Update package and data entitlements

To update the list of users entitled to a package, use one of the following methods:

  • Keycloak: a Keycloak administrator can add or remove users from a group that is already entitled to access the package.

  • Entitlements: you can edit entitlements using the following commands:

    • kxi entitlement manage - uses an interactive session to edit data and package entitlements.

      Note

      Limitations:

      • The Maintainer role allows you to modify only the entitlements you own. The manage command displays only the entitlements that you own and therefore can modify.

    • kxi entitlement update - allows you to change:

      • owner - updates the owner of the entity.

      • groups - replaces the list of groups with the list provided.

      • entity name - updates the name of the entity.

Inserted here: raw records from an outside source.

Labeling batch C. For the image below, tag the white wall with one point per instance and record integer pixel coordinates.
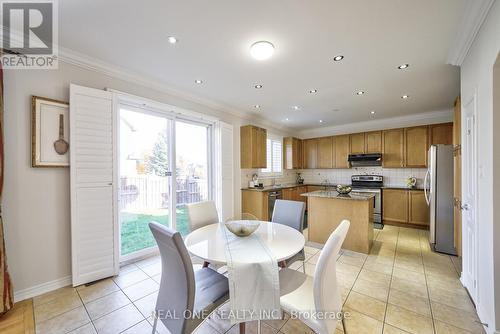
(36, 206)
(477, 75)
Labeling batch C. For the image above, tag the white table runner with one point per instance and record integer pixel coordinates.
(254, 291)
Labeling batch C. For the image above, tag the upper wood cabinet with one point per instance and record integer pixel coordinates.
(418, 210)
(342, 148)
(253, 149)
(441, 134)
(416, 146)
(393, 148)
(357, 143)
(325, 152)
(373, 142)
(292, 153)
(395, 205)
(310, 148)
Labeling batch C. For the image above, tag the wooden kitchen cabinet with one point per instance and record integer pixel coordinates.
(325, 158)
(418, 210)
(253, 150)
(289, 194)
(416, 146)
(373, 142)
(357, 143)
(255, 203)
(342, 148)
(310, 147)
(393, 148)
(395, 205)
(441, 134)
(292, 153)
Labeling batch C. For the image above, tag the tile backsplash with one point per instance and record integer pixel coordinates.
(393, 177)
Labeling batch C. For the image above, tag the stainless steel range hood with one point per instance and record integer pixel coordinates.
(365, 160)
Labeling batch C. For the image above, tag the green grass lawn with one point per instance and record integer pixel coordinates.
(135, 233)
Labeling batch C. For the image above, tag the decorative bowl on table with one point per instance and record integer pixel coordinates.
(242, 228)
(343, 190)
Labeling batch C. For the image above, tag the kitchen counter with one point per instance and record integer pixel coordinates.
(286, 186)
(327, 209)
(335, 194)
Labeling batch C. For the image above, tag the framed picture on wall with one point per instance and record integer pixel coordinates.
(49, 132)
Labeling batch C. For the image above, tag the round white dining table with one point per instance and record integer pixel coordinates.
(208, 242)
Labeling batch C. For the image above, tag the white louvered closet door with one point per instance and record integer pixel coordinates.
(94, 228)
(224, 170)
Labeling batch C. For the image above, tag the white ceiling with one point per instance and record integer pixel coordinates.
(375, 36)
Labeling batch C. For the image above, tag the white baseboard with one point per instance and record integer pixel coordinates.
(41, 288)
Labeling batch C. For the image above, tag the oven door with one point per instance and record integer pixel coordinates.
(377, 203)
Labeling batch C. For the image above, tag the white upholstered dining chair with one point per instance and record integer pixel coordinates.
(183, 291)
(312, 295)
(201, 214)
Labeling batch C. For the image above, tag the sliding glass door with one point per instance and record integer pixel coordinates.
(192, 168)
(156, 149)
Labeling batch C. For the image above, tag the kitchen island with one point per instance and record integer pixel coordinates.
(327, 209)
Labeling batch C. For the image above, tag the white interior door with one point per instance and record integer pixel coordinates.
(469, 198)
(94, 230)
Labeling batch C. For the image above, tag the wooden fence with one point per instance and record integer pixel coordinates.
(152, 192)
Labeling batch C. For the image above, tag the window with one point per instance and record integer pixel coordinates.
(274, 156)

      • access - updates Read, Write, Execute and Admin access levels, used by package entitlements.

        Warning

        The entity name value must match the package name. If you rename the package in the Web Interface or the CLI the entity name is updated, but if there is ever a mismatch you can use kxi entitlement update <ID> <entity_type>--name <NAME> to update the entity name. Only users with the Administrator role can query data from packages with a mismatched name.

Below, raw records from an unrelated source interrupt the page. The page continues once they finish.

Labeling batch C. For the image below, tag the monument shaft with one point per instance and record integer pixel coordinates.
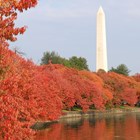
(101, 50)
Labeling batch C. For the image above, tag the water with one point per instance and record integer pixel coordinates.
(117, 127)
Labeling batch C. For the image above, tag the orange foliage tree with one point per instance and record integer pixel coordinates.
(124, 88)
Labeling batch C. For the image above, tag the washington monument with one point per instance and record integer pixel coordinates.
(101, 50)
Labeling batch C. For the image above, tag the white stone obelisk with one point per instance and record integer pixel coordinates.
(101, 50)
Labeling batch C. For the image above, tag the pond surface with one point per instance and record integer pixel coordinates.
(116, 127)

        Refer to the Roles documentation for more details.

    • kxi entitlement add-groups - adds one or more groups to the current list of groups.

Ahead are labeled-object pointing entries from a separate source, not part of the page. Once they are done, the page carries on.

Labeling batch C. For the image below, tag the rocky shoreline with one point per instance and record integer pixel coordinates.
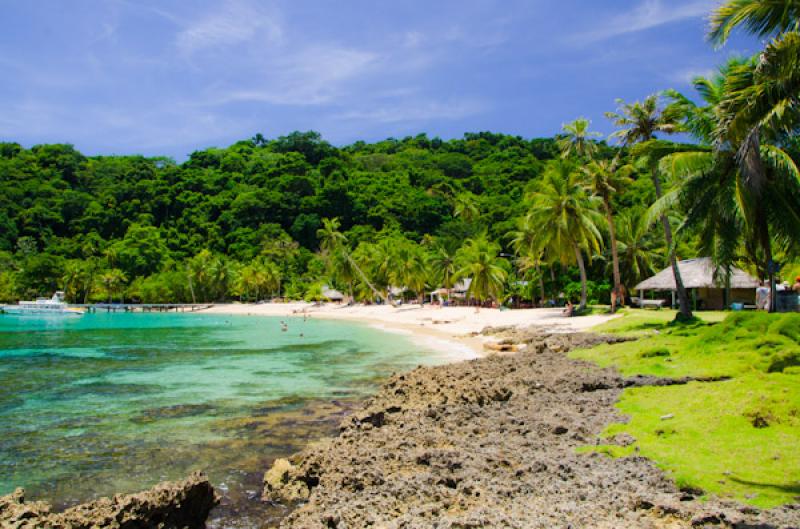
(181, 504)
(492, 443)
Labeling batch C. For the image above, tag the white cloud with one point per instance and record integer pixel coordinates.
(312, 76)
(416, 111)
(685, 75)
(233, 22)
(648, 14)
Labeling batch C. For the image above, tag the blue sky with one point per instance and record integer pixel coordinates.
(168, 77)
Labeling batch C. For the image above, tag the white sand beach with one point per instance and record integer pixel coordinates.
(451, 330)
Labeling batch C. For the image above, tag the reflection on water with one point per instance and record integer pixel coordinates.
(111, 403)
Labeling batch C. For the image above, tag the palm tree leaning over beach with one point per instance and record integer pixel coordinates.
(759, 113)
(442, 265)
(479, 260)
(527, 244)
(333, 241)
(637, 246)
(573, 216)
(605, 180)
(739, 183)
(639, 122)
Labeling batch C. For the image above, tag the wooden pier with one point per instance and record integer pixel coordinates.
(144, 307)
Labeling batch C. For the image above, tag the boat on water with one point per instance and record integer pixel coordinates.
(54, 305)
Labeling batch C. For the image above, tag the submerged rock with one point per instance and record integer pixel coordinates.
(170, 505)
(491, 442)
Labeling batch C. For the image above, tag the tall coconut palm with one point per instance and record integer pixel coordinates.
(763, 18)
(761, 105)
(527, 243)
(442, 264)
(577, 139)
(479, 260)
(112, 281)
(409, 268)
(572, 217)
(605, 179)
(747, 185)
(637, 247)
(333, 241)
(639, 122)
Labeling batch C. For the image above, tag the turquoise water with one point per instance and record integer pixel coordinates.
(108, 403)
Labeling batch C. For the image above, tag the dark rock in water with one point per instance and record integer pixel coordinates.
(170, 505)
(492, 443)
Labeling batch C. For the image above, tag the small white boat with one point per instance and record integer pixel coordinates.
(54, 305)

    • kxi entitlement rm-groups- removes one or more groups from the current list of groups.

Follow the quickstart guide for an example of how to create a group, add users to that group, and entitle that group to query data.

Update row-level entitlements

When you need to update the policy settings, including enabling and disabling policies and the list of policies assigned to a table and group of users, you can take one of the following actions:

  • kxi entitlement policies-enable- enables the use of policies on a database.

  • kxi entitlement policies-disable - disables the use of policies on a database.

  • kxi entitlement policy-mapping - enables and disables specific types of policy and edits the list of policies associated with a table and group of users.

Follow the row-level entitlements guide for an example of how to add row policies to a specific database to allow a group of users access to all rows or a subset of rows.

Change synchronization

It takes a short period of time for changes to entitlements to synchronize across the system. Existing queries or new queries during that sync window honor the previous set of entitlements. This should generally take no longer than a minute.

For example, if you create or update an entitlement and immediately issue a query, kdb Insights Enterprise obeys the previous entitlement state until the changes are synchronized across the system.